Thompson writes, “Found at the cross section of business and information technology, a data scientist is a professional with the capabilities to gather large amounts of data to analyze and synthesize the information into actionable plans for companies and other organizations. Data scientists are analytical data experts who utilize their skills in both technology and social science to find trends and manage the data around them. With the growth of big data integration in business, they have evolved at the forefront of the data revolution.” He continues:

“On any given day, a data scientist is a mathematician, a statistician, a computer programmer and an analyst equipped with a diverse and wide-ranging skill set, balancing knowledge in different computer programming languages with advanced experience in data mining and visualization. Technical skills are not all that count, however. Data scientists often exist in business settings and are charged with making complex data-driven organizational decisions. As a result, it is highly important for them to be effective communicators, leaders and team members as well as high-level analytical thinkers. They are highly sought after in today’s data and tech heavy economy, and their salaries and job growth very clearly reflect that.”

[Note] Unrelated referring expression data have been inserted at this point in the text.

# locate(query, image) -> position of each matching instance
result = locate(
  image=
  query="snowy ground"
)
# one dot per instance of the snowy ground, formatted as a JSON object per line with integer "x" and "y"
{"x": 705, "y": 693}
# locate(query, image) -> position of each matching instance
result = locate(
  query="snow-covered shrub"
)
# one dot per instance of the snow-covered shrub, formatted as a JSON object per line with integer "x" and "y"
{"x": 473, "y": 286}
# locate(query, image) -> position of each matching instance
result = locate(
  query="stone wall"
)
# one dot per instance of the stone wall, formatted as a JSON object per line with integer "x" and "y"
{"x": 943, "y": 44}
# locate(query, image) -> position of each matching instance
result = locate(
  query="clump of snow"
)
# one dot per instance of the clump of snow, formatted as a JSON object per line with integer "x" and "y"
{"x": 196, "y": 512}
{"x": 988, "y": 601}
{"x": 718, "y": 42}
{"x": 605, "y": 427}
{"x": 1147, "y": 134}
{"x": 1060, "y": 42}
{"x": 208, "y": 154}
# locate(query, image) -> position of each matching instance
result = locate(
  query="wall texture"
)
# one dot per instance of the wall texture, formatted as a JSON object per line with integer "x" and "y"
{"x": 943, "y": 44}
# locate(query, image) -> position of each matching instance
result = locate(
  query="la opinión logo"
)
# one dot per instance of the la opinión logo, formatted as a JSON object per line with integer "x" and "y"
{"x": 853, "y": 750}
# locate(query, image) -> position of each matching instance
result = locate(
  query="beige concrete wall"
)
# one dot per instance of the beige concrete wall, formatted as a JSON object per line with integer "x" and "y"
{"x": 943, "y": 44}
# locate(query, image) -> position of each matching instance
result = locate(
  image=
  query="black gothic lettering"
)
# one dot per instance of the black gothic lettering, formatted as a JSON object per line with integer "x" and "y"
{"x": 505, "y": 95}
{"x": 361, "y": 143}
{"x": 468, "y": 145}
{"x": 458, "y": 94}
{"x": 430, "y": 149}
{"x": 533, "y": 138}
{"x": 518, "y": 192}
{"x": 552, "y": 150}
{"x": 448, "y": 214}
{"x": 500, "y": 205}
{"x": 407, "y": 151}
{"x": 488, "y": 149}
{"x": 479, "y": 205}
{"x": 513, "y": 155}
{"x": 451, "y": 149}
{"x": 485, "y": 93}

If you’re interested in becoming a data scientist, I suggest reading Thompson’s entire article. You might also be interested in reading an article at My Caribbean Jobs that discusses “5 online data science courses for tech-curious professionals.”

 

Concluding thoughts

 

Rakowski insists, “Companies need to accept that they need to move faster as a digital business, and machine learning and automation is a prerequisite for success. Data is at the heart of machine learning, and those companies that culturally react to the importance of real-time insight that can be trusted and acted upon quickly, are those that will succeed and thrive.” Van Rijmenam adds, “[Machine learning] will augment many, if not all, business processes in the coming years. As such, machine learning will become an integral part of the automated organization of tomorrow. Thanks to increasingly faster hardware, we will see more powerful models offering better predictions.” If his vision is achieved, thank a data scientist.

 

Footnotes
[1] John Rakowski, “Why are enterprises slow to adopt machine learning?Techradar, 10 October 2018.
[2] Dev Kundaliya, “Machine-learning techniques often produce misleading or wrong results, researcher warns,” Computing, 18 February 2019.
[3] Mark van Rijmenam, “How to Prepare for an Automated Future: 7 Steps to Machine Learning,” Datafloq, 25
[4] Josh Thompson, “How to Become a Data Scientist in 2019,” Master’s in Data Science, 2019.